Crowson also agrees with Bradish in terms of the marriage of new transmission with new generation sources such as shale oil field natural gas plays. PLH Group is, after all, a relatively newborn company that is a roll-up of construction contractors largely in two industries: electric transmission and gas pipelines.
“G&T needs to get done together,” Bradish argued, referring to generation and transmission. “You need to look at it from the standpoint of where is generation going? Then, how do you serve that generation? We see transmission as an enabler — of environmental policies, for markets, for customers and even with renewable portfolio standards.”
Here Come the Drones?
Andrew Stewart, president of utilities engineering consultant EDM International, calls unmanned aerial vehicles (UAVs), or drones, the “real game-changer” in terms of new transmission design, construction and maintenance. “It may still be a little while before all the regulations are in place for the use of UAVs for utilities, but it’s almost a no-brainer,” Stewart said.
The cost savings and time savings of being able to fly transmission corridors and outfit UAVs with light detection and ranging (LiDAR), Stewart adds, could result in significant
improvements in both the cost structure and time constraints of planning and building larger transmission.
But Mehmet Arslan, leader of the transmission and distribution team at Stantec, says environmental and socioeconomic factors will continue to be prominent in transmission build-outs, particularly in heavily populated urban corridors.
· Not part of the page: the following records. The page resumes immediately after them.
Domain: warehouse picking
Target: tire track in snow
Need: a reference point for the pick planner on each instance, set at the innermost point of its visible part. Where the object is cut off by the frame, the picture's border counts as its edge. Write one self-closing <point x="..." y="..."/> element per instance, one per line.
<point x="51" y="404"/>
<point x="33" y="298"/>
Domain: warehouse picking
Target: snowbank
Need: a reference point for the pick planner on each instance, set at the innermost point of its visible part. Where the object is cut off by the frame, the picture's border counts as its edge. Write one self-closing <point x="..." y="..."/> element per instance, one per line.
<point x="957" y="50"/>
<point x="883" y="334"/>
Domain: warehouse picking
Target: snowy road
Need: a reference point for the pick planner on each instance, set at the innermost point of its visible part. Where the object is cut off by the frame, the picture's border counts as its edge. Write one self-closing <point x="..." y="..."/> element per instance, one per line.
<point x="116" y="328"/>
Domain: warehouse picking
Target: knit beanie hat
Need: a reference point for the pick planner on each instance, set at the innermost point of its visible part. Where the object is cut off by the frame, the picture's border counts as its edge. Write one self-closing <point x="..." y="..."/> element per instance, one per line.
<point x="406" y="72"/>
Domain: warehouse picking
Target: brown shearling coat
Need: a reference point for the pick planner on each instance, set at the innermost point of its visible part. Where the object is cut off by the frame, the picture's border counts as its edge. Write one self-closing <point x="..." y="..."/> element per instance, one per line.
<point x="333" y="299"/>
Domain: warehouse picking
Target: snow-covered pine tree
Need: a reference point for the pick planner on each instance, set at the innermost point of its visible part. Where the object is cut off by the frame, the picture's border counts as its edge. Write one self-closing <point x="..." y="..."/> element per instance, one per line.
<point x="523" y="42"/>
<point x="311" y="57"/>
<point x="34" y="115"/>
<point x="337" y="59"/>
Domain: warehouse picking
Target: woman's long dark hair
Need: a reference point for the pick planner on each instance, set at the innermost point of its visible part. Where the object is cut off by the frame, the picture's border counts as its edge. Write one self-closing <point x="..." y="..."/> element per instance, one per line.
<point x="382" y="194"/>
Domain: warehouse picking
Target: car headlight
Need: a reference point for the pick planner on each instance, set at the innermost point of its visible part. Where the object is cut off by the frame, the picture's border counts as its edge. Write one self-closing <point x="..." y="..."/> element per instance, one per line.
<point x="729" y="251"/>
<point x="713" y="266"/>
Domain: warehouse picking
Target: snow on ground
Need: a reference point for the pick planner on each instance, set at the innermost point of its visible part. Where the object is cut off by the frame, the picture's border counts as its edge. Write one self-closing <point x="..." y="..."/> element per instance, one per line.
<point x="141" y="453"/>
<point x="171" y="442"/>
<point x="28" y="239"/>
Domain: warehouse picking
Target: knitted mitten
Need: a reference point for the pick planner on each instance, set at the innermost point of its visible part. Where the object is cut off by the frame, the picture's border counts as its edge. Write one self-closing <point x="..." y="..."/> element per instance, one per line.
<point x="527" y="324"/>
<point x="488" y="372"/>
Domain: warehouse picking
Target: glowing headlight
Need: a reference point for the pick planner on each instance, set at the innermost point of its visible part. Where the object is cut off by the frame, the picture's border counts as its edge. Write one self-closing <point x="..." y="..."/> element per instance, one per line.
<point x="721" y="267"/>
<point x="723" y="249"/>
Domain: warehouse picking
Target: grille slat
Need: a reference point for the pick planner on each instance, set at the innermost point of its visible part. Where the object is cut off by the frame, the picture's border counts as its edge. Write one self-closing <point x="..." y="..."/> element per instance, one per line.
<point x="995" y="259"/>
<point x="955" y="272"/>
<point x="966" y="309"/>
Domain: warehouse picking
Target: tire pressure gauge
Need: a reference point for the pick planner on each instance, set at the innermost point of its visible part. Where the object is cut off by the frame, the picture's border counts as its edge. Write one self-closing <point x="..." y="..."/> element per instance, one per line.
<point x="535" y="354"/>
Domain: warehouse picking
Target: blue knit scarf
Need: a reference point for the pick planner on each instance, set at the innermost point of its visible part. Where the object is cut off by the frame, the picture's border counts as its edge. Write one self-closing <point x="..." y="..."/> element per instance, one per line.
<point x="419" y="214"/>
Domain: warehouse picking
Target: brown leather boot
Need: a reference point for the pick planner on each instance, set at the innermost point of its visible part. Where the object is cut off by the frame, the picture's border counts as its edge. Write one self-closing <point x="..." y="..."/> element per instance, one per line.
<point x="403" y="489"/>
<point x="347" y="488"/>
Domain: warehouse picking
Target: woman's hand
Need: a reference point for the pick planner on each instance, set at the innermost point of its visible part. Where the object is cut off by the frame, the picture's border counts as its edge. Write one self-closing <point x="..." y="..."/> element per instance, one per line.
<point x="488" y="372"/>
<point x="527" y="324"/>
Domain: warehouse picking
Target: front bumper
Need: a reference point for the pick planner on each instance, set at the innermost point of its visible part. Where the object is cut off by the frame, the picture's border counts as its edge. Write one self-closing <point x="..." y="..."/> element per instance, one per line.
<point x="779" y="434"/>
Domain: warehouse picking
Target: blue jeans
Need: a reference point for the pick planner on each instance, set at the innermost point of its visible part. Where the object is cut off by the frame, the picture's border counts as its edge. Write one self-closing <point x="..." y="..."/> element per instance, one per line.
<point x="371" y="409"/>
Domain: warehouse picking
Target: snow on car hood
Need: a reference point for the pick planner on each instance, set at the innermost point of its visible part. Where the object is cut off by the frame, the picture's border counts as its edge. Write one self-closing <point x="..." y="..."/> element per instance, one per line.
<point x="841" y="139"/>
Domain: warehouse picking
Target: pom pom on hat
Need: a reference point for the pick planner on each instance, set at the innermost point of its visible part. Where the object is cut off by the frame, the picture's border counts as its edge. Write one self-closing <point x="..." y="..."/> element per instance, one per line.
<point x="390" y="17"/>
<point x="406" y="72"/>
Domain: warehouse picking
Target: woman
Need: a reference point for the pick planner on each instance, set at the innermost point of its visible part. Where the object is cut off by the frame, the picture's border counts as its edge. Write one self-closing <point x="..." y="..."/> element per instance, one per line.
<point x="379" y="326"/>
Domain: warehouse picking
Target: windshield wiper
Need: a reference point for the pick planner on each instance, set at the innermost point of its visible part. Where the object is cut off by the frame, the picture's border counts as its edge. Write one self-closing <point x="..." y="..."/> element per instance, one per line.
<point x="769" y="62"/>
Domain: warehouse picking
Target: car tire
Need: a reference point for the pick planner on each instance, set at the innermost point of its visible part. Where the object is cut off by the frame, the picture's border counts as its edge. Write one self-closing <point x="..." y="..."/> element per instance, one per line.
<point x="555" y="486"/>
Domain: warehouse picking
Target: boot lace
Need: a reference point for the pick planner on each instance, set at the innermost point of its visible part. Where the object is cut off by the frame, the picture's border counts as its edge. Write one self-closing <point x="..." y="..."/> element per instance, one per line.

“When you get to areas like New York City or Los Angeles, you really can’t build a new transmission line, no matter what the demand is,” Arslan said. “People don’t want to see that line interrupting their skyline, and you won’t even get close with rights-of-way. The land is simply not available.”
That, Arslan continues, means planners will continue to be challenged to come up with ways to serve more power, and increasingly flexible power, into urban areas for years to come. He sees the answer to the challenge as more a function of a mix of distributed generation, more substations and perhaps even energy storage in and around population centers, but adds that this in and of itself may change and shape the way transmission networks deliver power to these distribution centers in large urban areas.
The Decades to Come
EEI adds a couple more drivers — or at least some additional thoughts on new transmission drivers — in its March 2015 report.
“Transmission investment facilitates the integration of new generation sources by adding robust support to the existing network, or by directly interconnecting resources, even when located far from load centers,” states EEI’s report. “Transmission also provides access to other flexible power resources and support services to complement increasing amounts of distributed generation.”
The report continues: “These transmission investments help to ensure the continued reliability of the grid in the face of power plant retirements as our nation’s mix of electric power resources change in response to new EPA rules, state and local environmental requirements, and shifts in the cost of power plant operations. Accordingly, compliance with EPA’s evolving clean air and water regulations will require a greater amount of new transmission infrastructure.”
Thus, no matter how one looks at it, it becomes quite easy to agree with Burns & McDonnell’s Chris Underwood’s bullish outlook for transmission projects and build-outs over the next several decades.
Or, as Pickett & Associates’ Mike Schnell, looking back on 30 years in the power business, puts it, “What I am seeing right now is this is a busy time. But I’ve never really seen a lull. Part of the beauty of the power line business is there is never really a lull. There just never is.”